More than two years ago, the Tooele County Detention Center didn’t even have 100 inmates.
But on Wednesday, the jail had 227 inmates, with an additional two expected to transfer in later in the day. The inmate population includes 69 federal prisoners and 46 out of Salt Lake County, according to Tooele County Sheriff Lt. Ray Clinton.
The Tooele County Detention Center, built in 2011 for $25 million, was designed to hold 277 inmates.
If the inmate population reaches 240 inmates, it’s likely nearing capacity, however, according to Tooele County Sheriff Paul Wimmer.
Since the jail is divided into different classifications — maximum, medium or minimum security — no section should ever be completely full, Wimmer said. If an inmate gets into a fight or needs to be moved into protective custody, there needs to be openings at different security levels.
“You need to have the fluid movement through your facility so you can place inmates where it’s appropriate to place them,” Wimmer said. “You never want to be plumb full at any one section.”
The jail receives payment to house inmates from other agencies, so there is a financial benefit to housing Salt Lake County and federal inmates. Tooele County receives $52 per day for each Salt Lake County inmate and $60 for each federal inmate.
The county jail has been housing Salt Lake County inmates since June 2017 due to overcrowding.

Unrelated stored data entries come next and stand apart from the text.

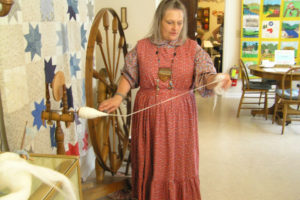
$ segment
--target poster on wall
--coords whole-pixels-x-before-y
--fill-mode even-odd
[[[274,61],[275,51],[293,50],[300,65],[300,0],[242,0],[240,57]]]
[[[279,17],[281,0],[264,0],[263,16]]]
[[[262,38],[278,38],[280,30],[280,22],[263,21],[262,22]]]
[[[295,56],[298,54],[298,42],[281,42],[281,50],[294,50]]]
[[[258,56],[258,42],[244,41],[242,44],[243,58],[257,58]]]
[[[300,21],[283,21],[281,38],[298,38]]]
[[[260,0],[244,0],[243,15],[259,15]]]
[[[261,58],[274,58],[275,50],[278,49],[278,42],[261,42]]]
[[[257,38],[259,34],[259,17],[246,15],[243,18],[243,37]]]
[[[284,0],[283,17],[299,17],[300,0]]]

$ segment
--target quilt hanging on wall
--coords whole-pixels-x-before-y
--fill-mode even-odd
[[[93,18],[93,0],[14,0],[11,12],[0,18],[0,89],[11,151],[23,146],[29,152],[56,153],[57,124],[41,120],[45,82],[62,71],[69,109],[85,105],[85,56]],[[51,108],[61,110],[61,102],[51,99]],[[64,124],[66,154],[85,155],[86,121],[76,118],[69,128]]]
[[[300,64],[300,0],[243,0],[240,57],[246,66],[294,50]]]

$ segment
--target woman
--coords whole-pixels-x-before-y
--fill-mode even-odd
[[[199,200],[197,109],[193,88],[214,81],[208,54],[187,38],[186,10],[179,0],[158,6],[151,36],[126,55],[116,94],[99,110],[114,111],[131,88],[140,87],[133,115],[131,161],[133,198]],[[198,91],[213,94],[216,84]],[[223,88],[231,85],[225,75]],[[190,91],[190,92],[189,92]],[[184,95],[182,95],[184,94]]]

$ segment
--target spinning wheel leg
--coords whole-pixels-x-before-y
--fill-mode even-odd
[[[104,179],[105,170],[99,165],[97,159],[95,160],[95,170],[96,170],[96,181],[97,183],[102,183]]]
[[[57,145],[57,154],[64,155],[65,152],[65,146],[64,146],[64,133],[60,126],[60,121],[56,122],[56,129],[55,129],[55,140]]]

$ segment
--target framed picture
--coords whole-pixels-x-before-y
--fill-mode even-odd
[[[198,8],[197,10],[197,21],[200,22],[202,29],[205,31],[209,30],[209,15],[210,8]]]

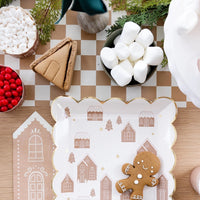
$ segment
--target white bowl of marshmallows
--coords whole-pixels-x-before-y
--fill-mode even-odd
[[[121,87],[139,85],[147,81],[163,60],[163,50],[155,46],[149,29],[134,22],[126,22],[106,40],[101,50],[102,64]]]
[[[34,53],[38,45],[36,23],[28,11],[19,6],[0,9],[0,51],[15,57]]]

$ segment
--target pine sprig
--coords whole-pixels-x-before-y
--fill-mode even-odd
[[[0,8],[12,3],[13,0],[0,0]]]
[[[151,28],[157,24],[159,19],[164,19],[168,13],[168,6],[157,6],[156,8],[151,8],[149,10],[143,11],[137,14],[124,15],[119,17],[115,23],[106,30],[107,37],[117,29],[120,29],[128,21],[135,22],[136,24],[142,26],[150,26]]]
[[[35,19],[39,38],[42,44],[50,41],[55,22],[60,16],[61,0],[36,0],[30,11]]]
[[[126,10],[129,13],[138,13],[157,7],[167,6],[171,0],[109,0],[115,11]]]

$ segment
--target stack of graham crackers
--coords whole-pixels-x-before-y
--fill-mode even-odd
[[[65,38],[54,48],[31,63],[30,67],[64,91],[71,86],[77,42]]]

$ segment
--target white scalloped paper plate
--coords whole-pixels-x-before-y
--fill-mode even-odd
[[[56,200],[128,200],[116,191],[115,183],[126,178],[121,167],[132,163],[139,151],[151,151],[161,160],[156,175],[160,185],[145,186],[143,199],[172,199],[175,156],[171,148],[176,140],[172,123],[177,115],[173,100],[124,103],[113,98],[101,103],[93,98],[77,102],[59,97],[51,112],[56,121],[53,164],[57,173],[52,183]]]

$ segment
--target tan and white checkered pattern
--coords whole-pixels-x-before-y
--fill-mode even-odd
[[[30,9],[34,5],[34,0],[17,0],[13,4]],[[125,14],[125,12],[113,12],[109,10],[109,14],[109,24],[112,24],[118,16]],[[187,106],[185,95],[178,89],[167,67],[158,67],[153,77],[142,86],[118,87],[105,74],[100,64],[99,54],[106,39],[106,32],[88,34],[82,31],[77,23],[76,15],[76,12],[68,11],[60,24],[56,25],[51,41],[46,45],[39,45],[36,55],[25,59],[0,55],[0,64],[8,65],[18,70],[25,84],[25,101],[23,106],[49,104],[54,98],[64,94],[71,95],[77,100],[93,96],[100,100],[107,100],[110,97],[120,97],[127,101],[141,96],[151,100],[160,96],[166,96],[173,98],[179,107]],[[152,31],[155,41],[160,45],[163,39],[163,22],[160,21],[158,26],[154,27]],[[66,36],[77,40],[78,54],[71,89],[69,92],[64,93],[40,75],[35,74],[29,68],[29,64],[46,50],[54,47]]]

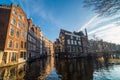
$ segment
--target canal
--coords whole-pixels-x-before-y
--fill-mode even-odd
[[[119,60],[117,60],[119,61]],[[55,59],[0,68],[0,80],[120,80],[120,64],[115,60]]]

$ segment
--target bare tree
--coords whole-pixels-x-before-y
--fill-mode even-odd
[[[113,15],[120,10],[120,0],[84,0],[84,7],[92,7],[96,13]]]

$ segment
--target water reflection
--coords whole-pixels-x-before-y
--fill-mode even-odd
[[[105,58],[55,60],[57,73],[62,80],[120,80],[118,66],[120,64],[111,63]]]
[[[0,68],[0,80],[119,80],[119,74],[120,64],[103,58],[54,60],[49,57]]]
[[[0,80],[44,80],[54,68],[54,58],[0,68]]]
[[[0,80],[21,80],[24,76],[24,64],[0,68]]]
[[[86,60],[56,60],[58,74],[62,75],[62,80],[92,80],[92,64]]]

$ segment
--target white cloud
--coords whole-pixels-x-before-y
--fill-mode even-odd
[[[84,26],[82,26],[78,31],[81,31],[81,30],[89,27],[90,24],[93,23],[93,22],[97,19],[98,16],[99,16],[99,15],[95,15],[94,17],[92,17],[92,18],[91,18]]]
[[[85,28],[87,29],[92,29],[94,30],[95,27],[97,27],[98,24],[104,23],[104,22],[109,22],[110,20],[116,19],[118,17],[120,17],[120,14],[114,15],[114,16],[110,16],[110,17],[98,17],[99,15],[95,15],[93,16],[84,26],[82,26],[80,30],[83,30]]]
[[[120,22],[118,21],[120,14],[109,17],[98,16],[91,18],[80,30],[87,28],[89,38],[95,35],[104,41],[120,44]]]
[[[88,33],[88,35],[95,34],[95,33],[99,32],[99,31],[102,31],[102,30],[111,28],[111,27],[113,27],[113,26],[114,26],[114,24],[108,24],[108,25],[99,27],[99,28],[97,28],[97,29],[94,29],[94,30],[90,31],[90,32]]]
[[[104,41],[120,44],[120,26],[112,23],[90,32],[89,36],[96,35]]]

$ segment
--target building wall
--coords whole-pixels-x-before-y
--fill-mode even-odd
[[[43,37],[43,42],[44,42],[44,52],[45,52],[44,54],[47,56],[53,56],[54,54],[53,43],[45,37]]]
[[[40,26],[20,6],[0,5],[0,67],[39,58],[46,51],[51,55],[53,44],[43,38]]]
[[[32,23],[32,19],[28,20],[28,59],[35,59],[37,53],[37,29]]]
[[[6,8],[4,10],[6,10]],[[1,12],[4,12],[4,10]],[[4,50],[2,50],[3,55],[1,64],[24,62],[27,53],[26,44],[28,23],[26,15],[19,6],[15,6],[13,4],[9,6],[9,9],[7,9],[6,12],[9,12],[6,14],[6,16],[9,17],[9,20],[4,20],[4,22],[6,22],[6,26],[4,27],[6,29],[4,32],[6,36]],[[8,20],[8,22],[6,20]]]
[[[5,47],[5,40],[6,40],[7,28],[10,19],[10,12],[11,12],[10,6],[8,6],[7,9],[2,8],[2,5],[0,6],[0,50],[1,51],[3,51]]]
[[[62,57],[79,57],[87,53],[88,41],[82,32],[70,32],[61,29],[54,43],[55,53]]]

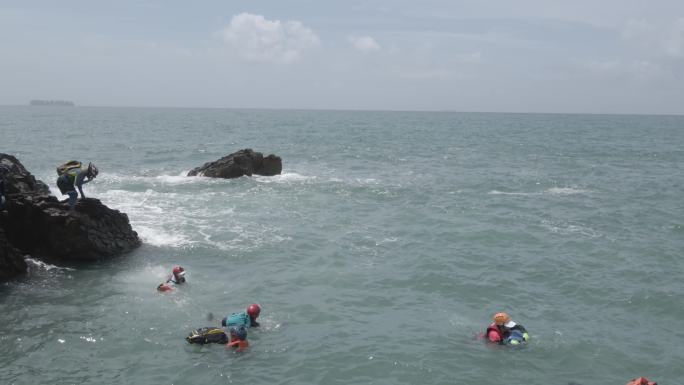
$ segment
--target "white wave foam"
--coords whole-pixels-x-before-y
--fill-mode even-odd
[[[45,263],[43,261],[38,261],[38,260],[30,258],[30,257],[24,257],[24,260],[27,263],[30,263],[31,265],[33,265],[39,269],[45,270],[45,271],[50,271],[50,270],[74,271],[75,270],[75,269],[72,269],[70,267],[59,267],[59,266],[51,265],[49,263]]]
[[[152,246],[181,247],[193,243],[185,237],[182,232],[166,232],[159,228],[136,225],[135,222],[133,222],[133,228],[138,232],[138,235],[143,242]]]
[[[560,235],[580,235],[587,238],[598,238],[601,233],[598,231],[582,225],[572,223],[554,223],[551,221],[542,221],[542,225],[549,231]]]
[[[106,174],[103,178],[98,178],[105,183],[122,183],[122,182],[136,182],[136,183],[151,183],[162,185],[184,185],[193,183],[215,184],[225,181],[220,178],[202,178],[199,176],[187,176],[188,171],[183,171],[178,174],[160,174],[160,175],[122,175],[122,174]]]
[[[256,183],[307,183],[315,176],[285,173],[255,177],[239,183],[219,178],[177,175],[136,176],[105,174],[84,187],[86,196],[128,215],[131,226],[145,244],[157,247],[188,247],[197,244],[220,250],[248,250],[263,243],[278,243],[272,226],[242,221],[236,226],[234,205],[251,199]],[[249,181],[247,183],[247,181]],[[226,188],[231,185],[230,188]],[[59,194],[55,189],[53,193]],[[236,202],[236,203],[231,203]],[[244,213],[237,217],[244,218]]]
[[[255,175],[254,180],[259,183],[288,183],[288,182],[308,182],[315,180],[315,176],[307,176],[297,174],[295,172],[287,172],[274,176]]]
[[[184,171],[178,175],[157,175],[154,177],[154,180],[161,182],[161,183],[172,184],[172,185],[197,183],[198,182],[197,179],[199,179],[199,178],[191,177],[191,176],[187,176],[187,175],[188,175],[187,171]]]
[[[544,191],[547,194],[554,195],[572,195],[572,194],[584,194],[587,190],[582,190],[574,187],[551,187]]]
[[[169,257],[169,261],[173,262],[174,256]],[[168,266],[162,265],[147,265],[143,269],[137,269],[135,272],[125,272],[119,278],[120,281],[131,284],[130,286],[150,286],[164,282],[171,274],[172,264]]]
[[[525,192],[507,192],[507,191],[499,191],[499,190],[492,190],[488,192],[487,194],[489,195],[539,195],[539,193],[525,193]]]
[[[551,188],[548,188],[544,191],[537,191],[537,192],[508,192],[508,191],[492,190],[492,191],[488,192],[488,194],[489,195],[528,196],[528,195],[542,195],[542,194],[573,195],[573,194],[585,194],[587,192],[588,192],[587,190],[578,189],[578,188],[574,188],[574,187],[551,187]]]

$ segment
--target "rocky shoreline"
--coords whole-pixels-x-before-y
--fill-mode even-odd
[[[14,156],[0,153],[0,167],[7,170],[6,203],[0,211],[0,281],[25,274],[27,256],[57,263],[94,261],[140,246],[125,213],[94,198],[80,199],[69,211]],[[188,176],[273,176],[282,169],[280,157],[243,149],[196,167]]]
[[[140,246],[126,214],[93,198],[79,200],[70,212],[17,158],[0,153],[0,165],[8,170],[0,212],[0,280],[26,273],[25,256],[93,261]]]

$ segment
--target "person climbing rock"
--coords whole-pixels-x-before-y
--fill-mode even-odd
[[[81,193],[81,199],[86,196],[83,194],[83,185],[89,183],[97,177],[99,170],[94,164],[88,163],[88,167],[84,170],[79,161],[69,161],[57,167],[57,187],[63,195],[68,195],[69,210],[73,211],[76,207],[76,200],[78,192]]]

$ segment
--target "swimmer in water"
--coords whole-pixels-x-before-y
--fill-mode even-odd
[[[181,285],[185,283],[185,269],[182,266],[176,266],[173,268],[172,274],[164,283],[160,283],[157,286],[158,291],[172,291],[175,289],[176,285]]]
[[[232,313],[221,320],[221,326],[244,326],[245,328],[258,327],[257,318],[261,314],[261,306],[256,303],[249,305],[246,311],[241,313]]]
[[[485,336],[489,342],[500,345],[520,345],[529,340],[525,327],[515,323],[506,313],[494,314],[494,322],[487,327]]]

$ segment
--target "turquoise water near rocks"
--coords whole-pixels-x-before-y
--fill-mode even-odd
[[[96,163],[86,195],[144,242],[0,286],[0,383],[684,379],[684,117],[0,107],[0,132],[53,192]],[[283,174],[183,176],[242,148]],[[252,302],[246,353],[184,341]],[[528,346],[474,338],[502,310]]]

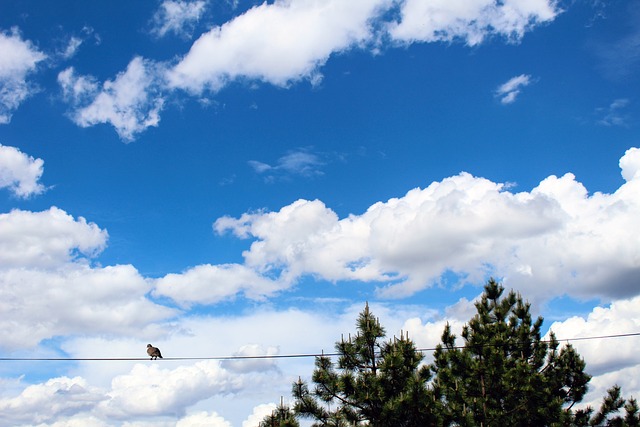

Clinton said Salt Lake County inmates can get time off their sentence in exchange for being transferred to Tooele County.
“Salt Lake County has been really good about incentivizing the inmates to be on their best behavior,” Wimmer said. “We haven’t had a lot of problems with them.”
With the Salt Lake County contract already extending beyond a year, the jail is making additional revenue above its budget projections of $1.3 million, Wimmer said. Projected revenue for the year was based on 60 federal inmates, and 30 Salt Lake inmates for only half a year.
Wimmer said he plans to request an additional corrections deputy in next year’s budget due to the higher population in the jail.
“We’ve been exceeding our projections for the last two years now,” he said.
With an additional corrections deputy, the sheriff’s office would have 26 jail deputies, three prisoner transportation deputies, eight civilian employees and three nurses on staff.
The sheriff’s office hired four civilian employees over a year ago to work in the control rooms at the detention center. The responsibilities for civilian employees include watching surveillance cameras and controlling secure doors in the facility, which frees up corrections deputies to interact with inmates.
One challenge for jail staff is handling short-term immigration detainees, as they are usually booked and then picked up by U.S. Immigration and Customs Enforcement within 24 hours.
“Typically we’re not even holding them for 48 hours anymore,” Clinton said. “They usually get dropped the night before and get picked up the next day.”
Some of the immigration detainees are being deported, while others are referred to the U.S. Marshals Service for federal charges. Wimmer said sometimes an immigration detainee will be booked into the jail, taken to a court hearing, then returned to the jail as a federal inmate.
Clinton said the county jail is one of the few facilities that does short-term detainment and has held a steady flow of about 20 ICE detainees per month.